Öcalan’ı terör aşamasından, barış aşamasına taşıyan, bence tam 10 neden bulunmaktadır. 1) Ak Parti iktidarının terörü bitirme konusundaki kesin-kararlı-etkin tutumu ve PKK’ye verdirilebilen büyük kayıplar 2) Demokratik açılım düzlemindeki reformların verdiği hakların, genişleme istidanının, yansıttığı umutlar 3) Başbakan Erdoğan’a Diyarbakır Bağımsız Milletvekili Leyla Zana ve daha birçoklarının tekrarladığı ‘Kürt sorununu çözerse, ancak Erdoğan çözer’ türündeki beyanlarda yansıdığı üzere, duyulan güven. 4) İktidarın, askeri yargı-YÖK gibi, vesayetleri, kırabilmesi; darbelere cesaretle direnebilmesi. 5) Daha demokratik, yeni bir anayasa, umutları. 6) Türkiye’nin bölgesel ve küresel düzeyde, güçlenen ekonomisi-süren siyasi istikrarı ve zulme karşı çıkışlarının yükselen önemi-prestiji. 7) Uluslararası konjonktürün Türkiye lehine dönmesi. 8) Teröre karşı birikmiş milli infialin yaygınlaşıp, patlayabilecek bir kıvama gelmiş olması. 9) Terörle, Türkiye’yi bölmenin, imkansızlığının anlaşılması ve barış içinde birlikte yaşamanın daha avantajlı olacağı inancı. 10) Nihayet, bu terör vahşetlerinin, korkunç tahribatından oluşan ıstırap-beşeri dramların, Öcalan’da pişmanlığı egemen kılması. Akıl-mantık sahibi, hiç kimse, hele lider vasıfları taşıyorsa, üstelik koşullar aleyhe dönmüşse; barış dışında bir yol izlemeyez. Bir de Öcalan’ın Kürtçe bilmediği ve türkçe konuştuğu, dilin bir kültürün taşıyıcısı da olduğu hatırlanmalıdır. İşte Öcalan’daki barışçı dönüşümün özetle nedenleri.

Reformlar sürmeli
Barışı vatan sathında yaygınlaştıracak reformlar (anayasa) gerekmektedir.

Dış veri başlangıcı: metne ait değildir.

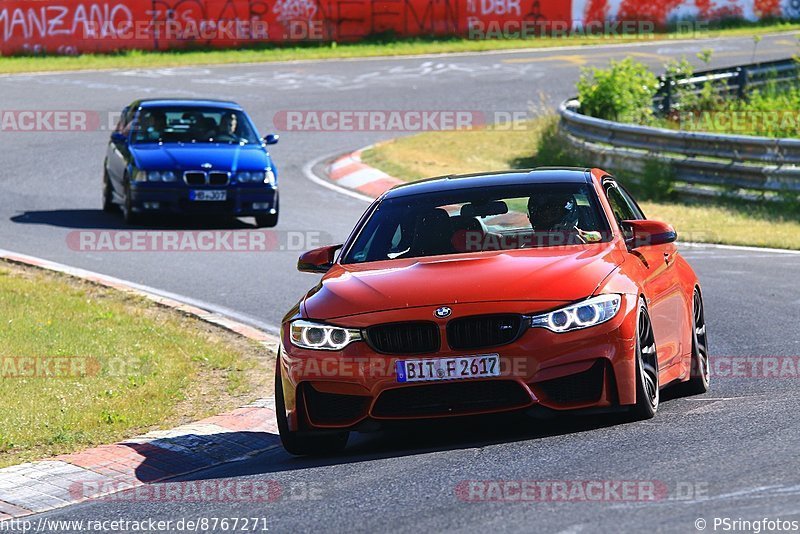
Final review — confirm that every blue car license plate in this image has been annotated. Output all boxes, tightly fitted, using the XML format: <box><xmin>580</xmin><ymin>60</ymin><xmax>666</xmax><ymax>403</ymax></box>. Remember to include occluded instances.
<box><xmin>189</xmin><ymin>189</ymin><xmax>228</xmax><ymax>202</ymax></box>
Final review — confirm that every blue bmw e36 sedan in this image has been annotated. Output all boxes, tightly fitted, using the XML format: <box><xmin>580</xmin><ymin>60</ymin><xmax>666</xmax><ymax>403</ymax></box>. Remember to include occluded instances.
<box><xmin>103</xmin><ymin>99</ymin><xmax>278</xmax><ymax>227</ymax></box>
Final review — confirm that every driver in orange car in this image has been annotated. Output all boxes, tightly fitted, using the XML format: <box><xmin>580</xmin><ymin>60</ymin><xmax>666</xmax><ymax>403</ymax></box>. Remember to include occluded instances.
<box><xmin>528</xmin><ymin>191</ymin><xmax>600</xmax><ymax>244</ymax></box>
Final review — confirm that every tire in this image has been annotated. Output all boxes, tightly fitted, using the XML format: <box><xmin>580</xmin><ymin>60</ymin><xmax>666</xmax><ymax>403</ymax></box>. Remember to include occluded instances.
<box><xmin>256</xmin><ymin>213</ymin><xmax>278</xmax><ymax>228</ymax></box>
<box><xmin>679</xmin><ymin>289</ymin><xmax>711</xmax><ymax>396</ymax></box>
<box><xmin>630</xmin><ymin>299</ymin><xmax>661</xmax><ymax>421</ymax></box>
<box><xmin>122</xmin><ymin>180</ymin><xmax>142</xmax><ymax>225</ymax></box>
<box><xmin>103</xmin><ymin>171</ymin><xmax>118</xmax><ymax>213</ymax></box>
<box><xmin>275</xmin><ymin>361</ymin><xmax>350</xmax><ymax>456</ymax></box>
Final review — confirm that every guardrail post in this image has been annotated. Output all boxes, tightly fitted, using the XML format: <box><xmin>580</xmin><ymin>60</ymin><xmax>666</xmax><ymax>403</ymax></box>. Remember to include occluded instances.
<box><xmin>735</xmin><ymin>67</ymin><xmax>749</xmax><ymax>100</ymax></box>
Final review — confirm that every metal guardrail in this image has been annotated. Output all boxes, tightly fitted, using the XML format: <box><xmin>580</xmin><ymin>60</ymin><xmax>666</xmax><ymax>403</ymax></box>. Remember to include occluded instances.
<box><xmin>653</xmin><ymin>59</ymin><xmax>800</xmax><ymax>114</ymax></box>
<box><xmin>559</xmin><ymin>60</ymin><xmax>800</xmax><ymax>192</ymax></box>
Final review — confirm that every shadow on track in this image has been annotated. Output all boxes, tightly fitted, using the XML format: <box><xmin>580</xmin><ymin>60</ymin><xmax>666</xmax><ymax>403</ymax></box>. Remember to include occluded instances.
<box><xmin>148</xmin><ymin>414</ymin><xmax>668</xmax><ymax>481</ymax></box>
<box><xmin>11</xmin><ymin>209</ymin><xmax>255</xmax><ymax>230</ymax></box>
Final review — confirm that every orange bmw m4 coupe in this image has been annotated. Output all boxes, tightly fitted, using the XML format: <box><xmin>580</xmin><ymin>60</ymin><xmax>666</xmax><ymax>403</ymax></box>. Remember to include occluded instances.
<box><xmin>275</xmin><ymin>168</ymin><xmax>709</xmax><ymax>454</ymax></box>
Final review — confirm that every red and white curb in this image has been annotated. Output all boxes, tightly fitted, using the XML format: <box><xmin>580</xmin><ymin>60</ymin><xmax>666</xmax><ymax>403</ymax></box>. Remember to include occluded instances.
<box><xmin>0</xmin><ymin>249</ymin><xmax>280</xmax><ymax>520</ymax></box>
<box><xmin>328</xmin><ymin>147</ymin><xmax>404</xmax><ymax>198</ymax></box>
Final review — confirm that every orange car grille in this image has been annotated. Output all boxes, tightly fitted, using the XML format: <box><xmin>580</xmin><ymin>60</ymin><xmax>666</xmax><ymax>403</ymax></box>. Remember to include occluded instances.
<box><xmin>447</xmin><ymin>314</ymin><xmax>523</xmax><ymax>349</ymax></box>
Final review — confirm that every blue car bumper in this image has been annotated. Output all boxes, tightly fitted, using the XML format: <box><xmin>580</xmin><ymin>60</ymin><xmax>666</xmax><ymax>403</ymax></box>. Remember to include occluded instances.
<box><xmin>131</xmin><ymin>184</ymin><xmax>278</xmax><ymax>217</ymax></box>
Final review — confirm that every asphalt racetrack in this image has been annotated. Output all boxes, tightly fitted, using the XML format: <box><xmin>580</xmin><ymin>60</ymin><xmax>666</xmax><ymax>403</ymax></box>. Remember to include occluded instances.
<box><xmin>0</xmin><ymin>35</ymin><xmax>800</xmax><ymax>532</ymax></box>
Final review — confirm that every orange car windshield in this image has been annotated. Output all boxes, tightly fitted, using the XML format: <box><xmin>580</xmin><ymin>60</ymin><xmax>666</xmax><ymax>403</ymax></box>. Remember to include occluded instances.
<box><xmin>342</xmin><ymin>183</ymin><xmax>611</xmax><ymax>263</ymax></box>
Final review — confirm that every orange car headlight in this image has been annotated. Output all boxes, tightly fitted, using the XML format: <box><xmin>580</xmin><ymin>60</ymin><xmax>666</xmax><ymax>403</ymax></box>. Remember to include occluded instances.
<box><xmin>291</xmin><ymin>319</ymin><xmax>361</xmax><ymax>350</ymax></box>
<box><xmin>529</xmin><ymin>295</ymin><xmax>622</xmax><ymax>333</ymax></box>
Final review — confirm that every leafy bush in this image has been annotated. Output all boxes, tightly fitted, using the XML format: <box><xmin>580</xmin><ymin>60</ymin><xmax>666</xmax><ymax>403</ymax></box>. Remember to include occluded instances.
<box><xmin>578</xmin><ymin>58</ymin><xmax>659</xmax><ymax>124</ymax></box>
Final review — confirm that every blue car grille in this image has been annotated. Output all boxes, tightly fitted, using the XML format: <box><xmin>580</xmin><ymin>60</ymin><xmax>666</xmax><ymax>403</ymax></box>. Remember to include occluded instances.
<box><xmin>183</xmin><ymin>171</ymin><xmax>230</xmax><ymax>185</ymax></box>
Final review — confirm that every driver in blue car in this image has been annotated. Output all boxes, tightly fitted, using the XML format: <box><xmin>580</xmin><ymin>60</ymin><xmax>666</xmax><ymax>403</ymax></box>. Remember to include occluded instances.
<box><xmin>217</xmin><ymin>113</ymin><xmax>241</xmax><ymax>142</ymax></box>
<box><xmin>139</xmin><ymin>110</ymin><xmax>167</xmax><ymax>141</ymax></box>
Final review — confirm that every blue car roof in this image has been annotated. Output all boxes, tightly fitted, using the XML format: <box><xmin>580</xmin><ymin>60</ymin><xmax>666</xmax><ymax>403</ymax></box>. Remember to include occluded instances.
<box><xmin>131</xmin><ymin>98</ymin><xmax>242</xmax><ymax>111</ymax></box>
<box><xmin>385</xmin><ymin>167</ymin><xmax>592</xmax><ymax>198</ymax></box>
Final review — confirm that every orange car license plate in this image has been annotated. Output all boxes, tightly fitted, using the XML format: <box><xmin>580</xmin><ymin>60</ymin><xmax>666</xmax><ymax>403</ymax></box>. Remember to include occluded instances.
<box><xmin>395</xmin><ymin>354</ymin><xmax>500</xmax><ymax>382</ymax></box>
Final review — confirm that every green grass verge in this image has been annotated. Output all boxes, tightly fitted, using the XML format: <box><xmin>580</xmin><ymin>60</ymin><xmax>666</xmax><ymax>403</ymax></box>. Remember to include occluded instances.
<box><xmin>0</xmin><ymin>262</ymin><xmax>273</xmax><ymax>467</ymax></box>
<box><xmin>0</xmin><ymin>21</ymin><xmax>800</xmax><ymax>74</ymax></box>
<box><xmin>361</xmin><ymin>117</ymin><xmax>800</xmax><ymax>250</ymax></box>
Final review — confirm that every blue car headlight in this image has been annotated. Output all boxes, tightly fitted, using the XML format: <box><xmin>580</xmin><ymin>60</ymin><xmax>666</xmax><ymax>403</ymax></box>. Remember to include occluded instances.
<box><xmin>236</xmin><ymin>169</ymin><xmax>275</xmax><ymax>185</ymax></box>
<box><xmin>529</xmin><ymin>295</ymin><xmax>622</xmax><ymax>333</ymax></box>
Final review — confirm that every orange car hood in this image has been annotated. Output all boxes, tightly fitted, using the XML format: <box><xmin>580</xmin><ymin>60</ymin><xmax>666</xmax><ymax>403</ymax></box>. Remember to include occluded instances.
<box><xmin>303</xmin><ymin>242</ymin><xmax>624</xmax><ymax>319</ymax></box>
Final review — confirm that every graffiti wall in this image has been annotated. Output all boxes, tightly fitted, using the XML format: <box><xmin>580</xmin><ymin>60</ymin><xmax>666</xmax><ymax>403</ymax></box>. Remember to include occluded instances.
<box><xmin>0</xmin><ymin>0</ymin><xmax>800</xmax><ymax>55</ymax></box>
<box><xmin>573</xmin><ymin>0</ymin><xmax>788</xmax><ymax>25</ymax></box>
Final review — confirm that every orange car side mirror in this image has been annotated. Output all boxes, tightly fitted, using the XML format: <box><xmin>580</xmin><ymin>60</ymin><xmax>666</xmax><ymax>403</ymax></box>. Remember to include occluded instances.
<box><xmin>621</xmin><ymin>220</ymin><xmax>678</xmax><ymax>250</ymax></box>
<box><xmin>297</xmin><ymin>245</ymin><xmax>342</xmax><ymax>273</ymax></box>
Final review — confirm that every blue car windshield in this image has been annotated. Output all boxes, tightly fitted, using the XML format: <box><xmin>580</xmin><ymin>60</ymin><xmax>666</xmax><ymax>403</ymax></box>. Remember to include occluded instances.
<box><xmin>131</xmin><ymin>106</ymin><xmax>259</xmax><ymax>144</ymax></box>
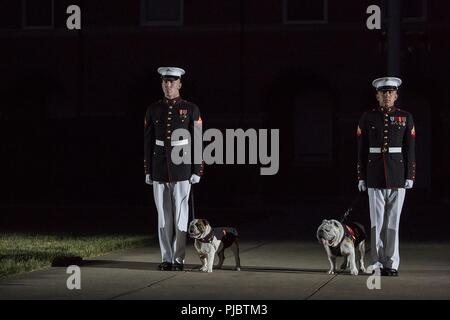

Özetlersek: Kelepçelerinden kurtulmuş, milli iradeyi egemen kılan, çağdaş yeni bir anayasa, katılımcı, ilerici bir demokrasi/egemen çevrelerin değil, vatandaşların, eşitlenmiş, adil vatandaşlığına dayanan, sivil, tam bir cumhuriyet. ayrıcalıksız, adil, bağımsız bir yargı, dinsel cehalet düzleminde oluşabilen ilkel düşmanlıklarla insan hakları çerçevesinde mutlaka saygı gösterilmesi gereken dinsel ötekileştiren, zorba laiklikten, demokratik laikliğe geçilmelidir. Demokratik adil temsile engelleyen yüzde 10’luk baraj, yüzde 5’e indirilmelidir.
Gerçek liderler, zamanın ruhunu, mekanın ihtiyaçlarını doğru kavrayarak, cesaretve kararlılıklı, yürüyebilenlerdir.